The ghosts of Thanksgivings past
The best thing about the holidays is the worst thing about the holidays. The past comes calling. Sometimes it taps you on the shoulder. Sometimes it tackles you. Sometimes you laugh at what you remember. Sometimes you cry.
One Thanksgiving . . . it must have been long ago, because look at the table. It’s crowded with people who are no longer here - my mother and father, my mother-in-law and sister-in-law. Matt, an old friend whom I haven’t seen in years. My children still children, not all grown up with children of their own.
On this Thanksgiving, which was more than 20 years ago, hard to believe, a pipe burst upstairs directly over the dining room and water soaked through the floor and into the ceiling, and the dining room ceiling collapsed.
Not all of it. But a big chunk. There was plaster on the floor and water everywhere and a turkey in the oven and company on the way.
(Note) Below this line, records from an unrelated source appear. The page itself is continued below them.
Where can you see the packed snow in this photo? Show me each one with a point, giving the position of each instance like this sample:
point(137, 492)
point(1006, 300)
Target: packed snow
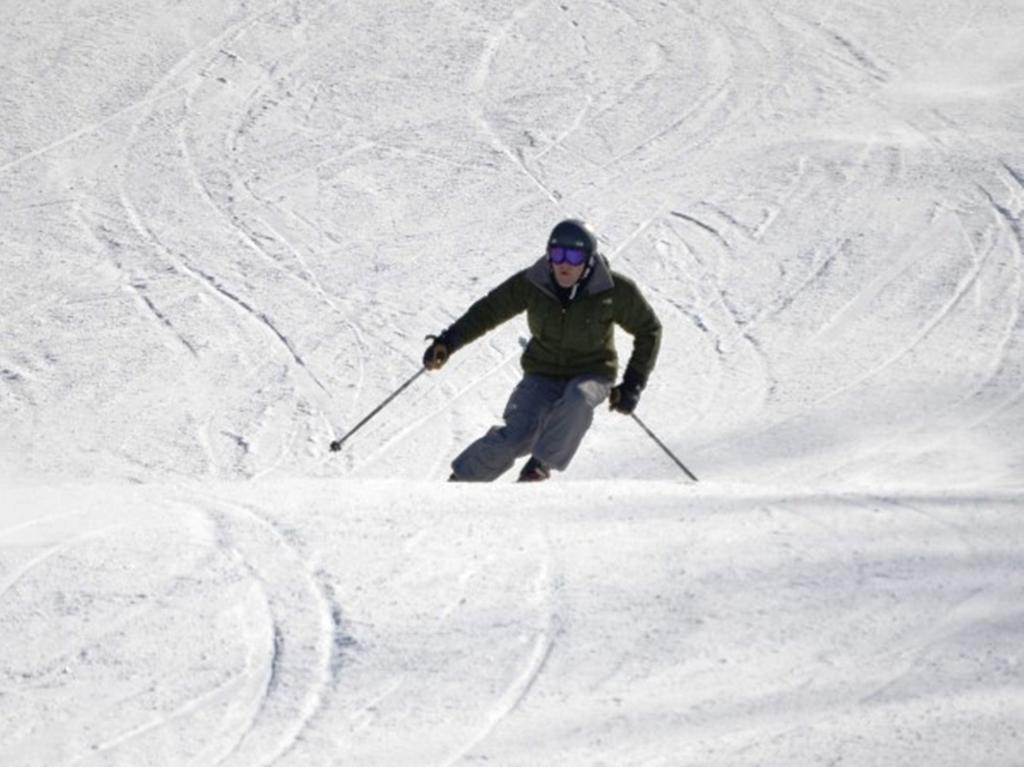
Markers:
point(225, 229)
My husband, Mr. Unflappable, turned off the main water supply, cleaned up the mess, found some poster board, and made a sign, which he taped to the mouth of a big cardboard turkey. He then hung the turkey with the sign so that it dangled out of the hole in the ceiling. “Happy Thanksgiving from the Hole Family,” the sign said. This took the place of a centerpiece that year.
Of all the Thanksgivings over all the years, this is the one that makes me laugh. But I wasn’t laughing then. Guests were coming. The place was a wreck. What were we going to do?
We ate. We laughed. We managed.
The hole in the ceiling wasn’t the only Thanksgiving disaster. One Thanksgiving, I forgot to turn on the oven. One Thanksgiving, I dropped the fully cooked turkey on the floor. One Thanksgiving just a few years ago, all the water in the house suddenly stopped working. No faucets. No toilets.
We try to make the holidays perfect, but they never are. Something breaks. Someone doesn’t show up. Someone says something inappropriate. Someone has hurt feelings. Something inevitably goes wrong.
Forty years ago, I brought my newborn son home from the hospital on Thanksgiving day. My mother-in-law cooked dinner at her house and brought it to mine. My mother made me my own mince pie. Everyone waited on me. Everyone fawned over the baby. Everyone I loved was alive and healthy. I was a young wife, a new mother, and still a pampered child.
That Thanksgiving was close to perfection. Not all of them are.
“Why can’t you make stuffing like Mrs. Butler?” I used to ask my mother.
She must have wanted to strangle me.
I see her tired from working the day before, tired from anticipating working the next day, at the stove making gravy, a thing she didn’t do well. And at my old kitchen table with the red Formica top, Little Nana, drinking port, and Big Nana across from her, drinking beer, both of them telling her what to do.
She must have wanted to strangle them, too.
I see me at my first Thanksgiving at my in-laws’ house, missing my mother and her turnip and apple cider because that’s what I was used to every year, parsnips and wine not part of my tradition.
I see years at my own house when a missing person at the table loomed larger than everyone who was there.
“I’m thankful for . . . ” we say around a table every year. “I’m thankful for my family. I’m thankful for my friends. I’m thankful for the roof over my head, for this feast, for all of us being together, for the life we live.”
This is the one constant, the real picture of Thanksgiving. Not what’s on the table. And not who’s sitting around the table. But a nation of people giving thanks.
Even when there’s someone missing. Even when the ceiling is caving in.